This document provides guidance to
practitioners, managers and commissioners on the capacity and
provision of specialist child and adolescent mental health services
(CAMHS) in England, Ireland, Northern Ireland, Scotland and Wales.
Evidence is collated from a number of sources, including published
and unpublished literature and examples of best practice. During
consultation the document was shared with practitioners,
non-statutory organisations, policy makers and commissioners from
the agencies of health, social care, education and justice across
the five jurisdictions.
The guidance is designed to be a support for service
development that is based on assessment of need. It emphasises that
local factors should be taken into account, including deprivation
indices, the numbers of black and ethnic minority children and
whether the area is rural or urban.
For Tier 2/3 CAMHS, an
epidemiologically-needs-based service for 0-16 year olds requires a
minimum of 20 whole time equivalent (wte) clinicians per 100,000
total population. Teams must have a range of clinical professionals
with cognitive, behavioural, psychodynamic, systemic and medical
psychiatric skills. Team capacity should be set at 40 new referrals
per wte per year. Clinician keyworker caseload should average at 40
cases per wte across the service, varying according to the type of
cases held and the other responsibilities of the clinician.
Specialist CAMHS work with Tier 1 professionals is best provided by
dedicated Primary Mental Health Workers, working as a team and
closely linked to Tier 2/3 CAMHS. Matching demand and capacity is
essential to ensure effective service provision.

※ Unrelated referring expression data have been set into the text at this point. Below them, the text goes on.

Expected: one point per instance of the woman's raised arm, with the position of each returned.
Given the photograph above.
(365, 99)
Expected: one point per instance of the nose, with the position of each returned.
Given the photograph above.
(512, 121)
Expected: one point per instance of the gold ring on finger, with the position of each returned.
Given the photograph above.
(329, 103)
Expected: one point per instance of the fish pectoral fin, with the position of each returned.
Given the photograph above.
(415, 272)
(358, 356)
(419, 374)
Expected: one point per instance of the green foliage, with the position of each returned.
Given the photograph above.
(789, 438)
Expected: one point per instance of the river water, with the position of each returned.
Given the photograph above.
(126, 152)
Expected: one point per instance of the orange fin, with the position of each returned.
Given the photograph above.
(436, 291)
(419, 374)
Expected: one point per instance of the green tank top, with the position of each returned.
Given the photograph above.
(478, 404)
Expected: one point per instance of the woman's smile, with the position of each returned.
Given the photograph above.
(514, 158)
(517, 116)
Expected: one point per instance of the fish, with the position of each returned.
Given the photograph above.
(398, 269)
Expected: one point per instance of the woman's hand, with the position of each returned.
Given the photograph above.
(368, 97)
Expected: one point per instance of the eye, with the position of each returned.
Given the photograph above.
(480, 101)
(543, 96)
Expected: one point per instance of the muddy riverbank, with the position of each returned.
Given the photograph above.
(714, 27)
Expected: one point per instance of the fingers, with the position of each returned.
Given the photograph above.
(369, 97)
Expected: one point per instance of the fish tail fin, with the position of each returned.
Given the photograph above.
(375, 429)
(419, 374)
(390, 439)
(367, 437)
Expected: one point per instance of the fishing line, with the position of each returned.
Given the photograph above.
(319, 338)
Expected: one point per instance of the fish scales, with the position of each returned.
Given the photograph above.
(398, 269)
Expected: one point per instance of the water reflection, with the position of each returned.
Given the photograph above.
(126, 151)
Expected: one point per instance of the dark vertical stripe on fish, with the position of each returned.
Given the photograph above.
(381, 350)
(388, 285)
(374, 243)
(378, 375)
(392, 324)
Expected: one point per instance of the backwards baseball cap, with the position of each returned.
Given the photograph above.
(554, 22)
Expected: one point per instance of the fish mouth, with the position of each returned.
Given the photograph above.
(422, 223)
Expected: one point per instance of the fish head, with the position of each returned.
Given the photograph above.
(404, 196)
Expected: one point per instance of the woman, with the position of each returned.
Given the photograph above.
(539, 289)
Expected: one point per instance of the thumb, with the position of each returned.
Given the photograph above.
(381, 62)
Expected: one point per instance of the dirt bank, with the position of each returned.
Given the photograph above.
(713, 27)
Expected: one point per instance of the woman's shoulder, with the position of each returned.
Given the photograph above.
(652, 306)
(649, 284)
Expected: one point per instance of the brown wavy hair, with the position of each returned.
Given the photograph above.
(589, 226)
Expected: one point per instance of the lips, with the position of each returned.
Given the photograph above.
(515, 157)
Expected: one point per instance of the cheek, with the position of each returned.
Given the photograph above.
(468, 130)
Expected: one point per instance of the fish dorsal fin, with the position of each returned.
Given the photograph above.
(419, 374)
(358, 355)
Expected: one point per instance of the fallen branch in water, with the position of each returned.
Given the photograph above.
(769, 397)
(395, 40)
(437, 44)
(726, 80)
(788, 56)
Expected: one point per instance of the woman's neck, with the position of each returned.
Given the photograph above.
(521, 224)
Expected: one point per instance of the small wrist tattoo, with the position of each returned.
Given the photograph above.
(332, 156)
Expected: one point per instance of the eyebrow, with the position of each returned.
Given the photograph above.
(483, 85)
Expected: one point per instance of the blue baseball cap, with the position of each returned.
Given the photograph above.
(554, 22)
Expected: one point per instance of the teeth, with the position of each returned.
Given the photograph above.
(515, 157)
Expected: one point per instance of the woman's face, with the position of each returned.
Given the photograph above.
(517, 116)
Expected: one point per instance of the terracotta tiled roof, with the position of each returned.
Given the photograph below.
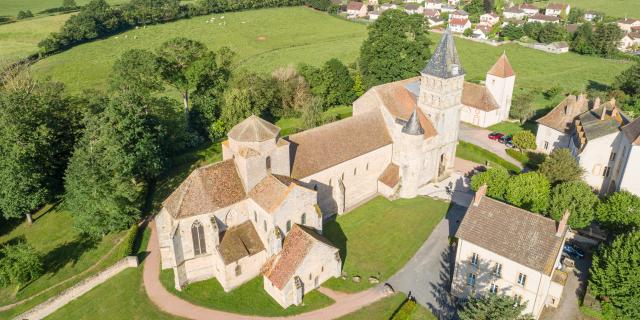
(253, 129)
(297, 245)
(328, 145)
(502, 68)
(272, 191)
(205, 190)
(391, 175)
(516, 234)
(478, 96)
(238, 242)
(562, 116)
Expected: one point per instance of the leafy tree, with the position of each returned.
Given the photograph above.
(561, 166)
(529, 191)
(524, 140)
(494, 306)
(496, 180)
(619, 212)
(19, 264)
(522, 106)
(578, 198)
(615, 274)
(397, 48)
(38, 127)
(337, 84)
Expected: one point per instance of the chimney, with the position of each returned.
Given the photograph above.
(479, 194)
(562, 225)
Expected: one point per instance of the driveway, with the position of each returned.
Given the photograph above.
(478, 136)
(427, 276)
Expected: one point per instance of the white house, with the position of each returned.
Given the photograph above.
(488, 104)
(506, 250)
(557, 9)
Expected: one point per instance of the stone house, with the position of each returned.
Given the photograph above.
(260, 210)
(506, 250)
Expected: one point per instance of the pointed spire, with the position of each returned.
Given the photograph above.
(502, 68)
(445, 62)
(413, 127)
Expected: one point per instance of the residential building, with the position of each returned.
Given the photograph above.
(506, 250)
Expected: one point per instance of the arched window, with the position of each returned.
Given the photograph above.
(197, 235)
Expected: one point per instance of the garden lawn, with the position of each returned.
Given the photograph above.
(262, 39)
(383, 310)
(249, 299)
(479, 155)
(379, 237)
(20, 39)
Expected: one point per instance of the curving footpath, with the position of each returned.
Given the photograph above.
(169, 303)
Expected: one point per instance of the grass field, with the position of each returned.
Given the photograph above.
(615, 8)
(20, 39)
(262, 39)
(379, 237)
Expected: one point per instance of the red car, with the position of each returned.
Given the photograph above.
(495, 135)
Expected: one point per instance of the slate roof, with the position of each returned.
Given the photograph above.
(238, 242)
(516, 234)
(297, 245)
(444, 58)
(206, 190)
(562, 116)
(326, 146)
(253, 129)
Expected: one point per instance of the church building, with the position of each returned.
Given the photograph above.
(260, 210)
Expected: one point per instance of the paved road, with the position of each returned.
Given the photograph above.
(427, 275)
(478, 136)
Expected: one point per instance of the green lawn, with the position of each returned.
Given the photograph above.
(249, 299)
(479, 155)
(20, 39)
(615, 8)
(263, 40)
(379, 237)
(384, 309)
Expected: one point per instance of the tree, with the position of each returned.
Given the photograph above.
(561, 166)
(19, 264)
(38, 127)
(619, 212)
(496, 180)
(397, 48)
(578, 198)
(337, 84)
(524, 140)
(615, 274)
(522, 107)
(494, 306)
(529, 191)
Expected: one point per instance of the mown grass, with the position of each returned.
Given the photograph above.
(379, 237)
(479, 155)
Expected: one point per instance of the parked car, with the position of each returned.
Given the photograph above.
(573, 251)
(495, 135)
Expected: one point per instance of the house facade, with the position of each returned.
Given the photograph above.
(260, 210)
(506, 250)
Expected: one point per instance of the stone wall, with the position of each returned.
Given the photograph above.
(54, 303)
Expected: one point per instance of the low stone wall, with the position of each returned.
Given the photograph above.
(54, 303)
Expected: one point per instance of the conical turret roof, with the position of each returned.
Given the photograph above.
(413, 127)
(445, 62)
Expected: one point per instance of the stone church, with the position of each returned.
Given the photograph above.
(260, 211)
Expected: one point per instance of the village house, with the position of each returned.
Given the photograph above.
(260, 210)
(506, 250)
(488, 104)
(557, 9)
(356, 10)
(513, 13)
(544, 18)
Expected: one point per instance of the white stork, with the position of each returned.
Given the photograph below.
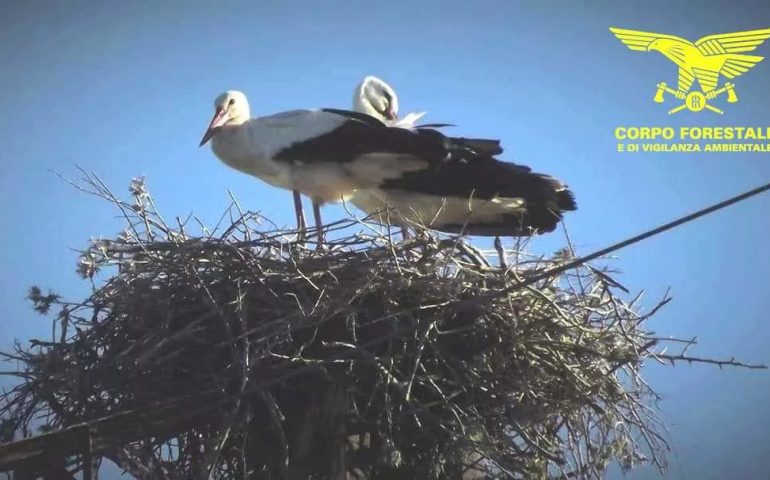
(325, 154)
(478, 195)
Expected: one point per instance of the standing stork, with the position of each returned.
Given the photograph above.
(479, 195)
(325, 154)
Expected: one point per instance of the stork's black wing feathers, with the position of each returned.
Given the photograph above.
(363, 134)
(545, 198)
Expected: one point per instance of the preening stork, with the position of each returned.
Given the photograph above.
(475, 194)
(373, 96)
(325, 154)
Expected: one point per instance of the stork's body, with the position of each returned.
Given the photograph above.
(478, 195)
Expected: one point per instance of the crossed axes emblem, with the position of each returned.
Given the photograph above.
(696, 101)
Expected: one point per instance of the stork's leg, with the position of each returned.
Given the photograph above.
(301, 223)
(501, 253)
(318, 224)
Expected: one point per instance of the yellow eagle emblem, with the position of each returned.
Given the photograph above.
(704, 61)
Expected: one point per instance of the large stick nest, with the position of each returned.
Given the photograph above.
(383, 359)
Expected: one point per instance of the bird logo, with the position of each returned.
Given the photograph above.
(705, 61)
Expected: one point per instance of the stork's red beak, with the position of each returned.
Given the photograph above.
(216, 122)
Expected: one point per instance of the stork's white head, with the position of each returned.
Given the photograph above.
(376, 98)
(230, 108)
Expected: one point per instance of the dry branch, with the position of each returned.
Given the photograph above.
(242, 354)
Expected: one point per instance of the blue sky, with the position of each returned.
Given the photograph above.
(126, 89)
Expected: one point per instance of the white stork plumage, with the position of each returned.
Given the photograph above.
(478, 195)
(325, 154)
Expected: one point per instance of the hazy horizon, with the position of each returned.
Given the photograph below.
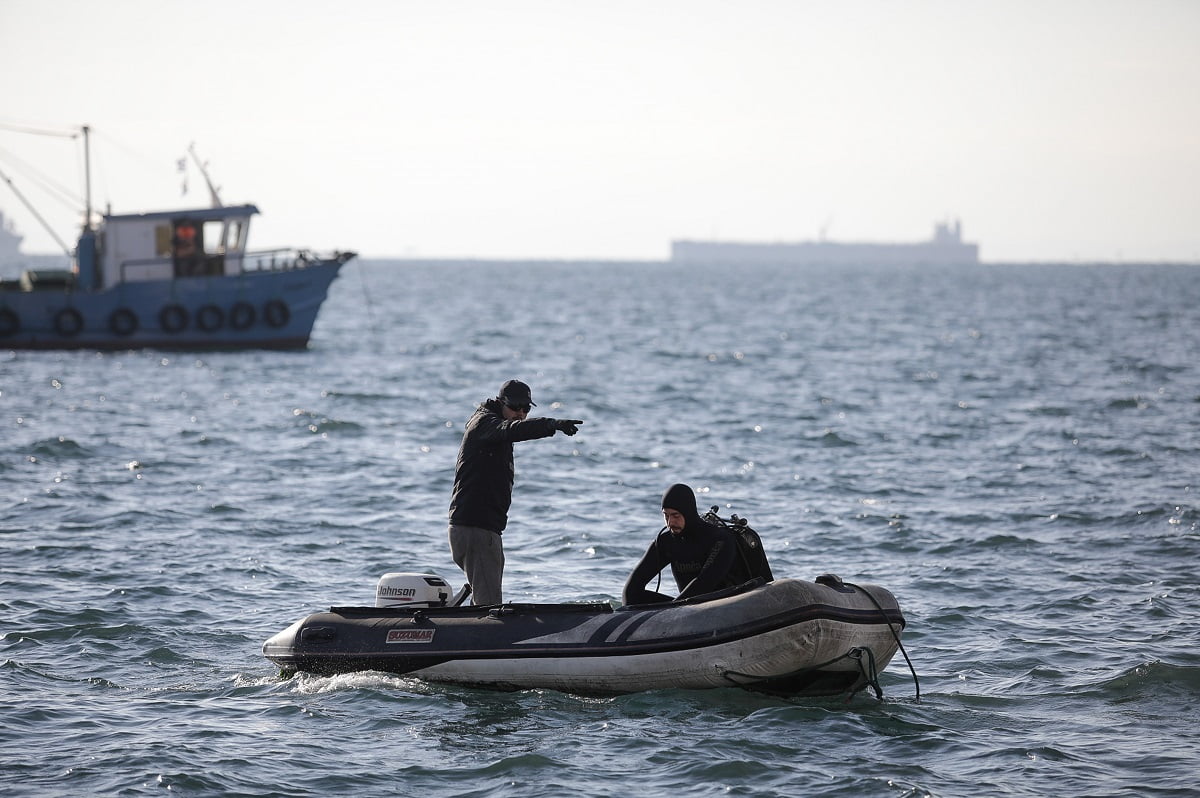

Recommendations for the remit and
staffing of Tier 4 services are given, including specialist
community intensive treatment services, day services and in-patient
services. It is recommended that 20 to 40 in-patient CAMHS beds per
1 million total population are required to provide for children and
adolescents up to the age of 18 years with severe mental health
problems and that bed occupancy should be 85% to ensure
availability of emergency beds.
The authors did not find sufficient evidence to enable
recommendations for staffing levels for CAMHS for 16-18 year olds,
but argue that significant extra resources are needed to extend
services to include this age group. There was a paucity of evidence
on infant mental health services and mental health services for
children and adolescents with learning disability, substance misuse
and forensic problems. However, the mental health needs of these
groups must be met and should be provided for by specialist
CAMHS.
This document is recommended to anyone who is struggling to
answer the questions, ‘what should specialist CAMHS be doing and
how many people does it need to do it?’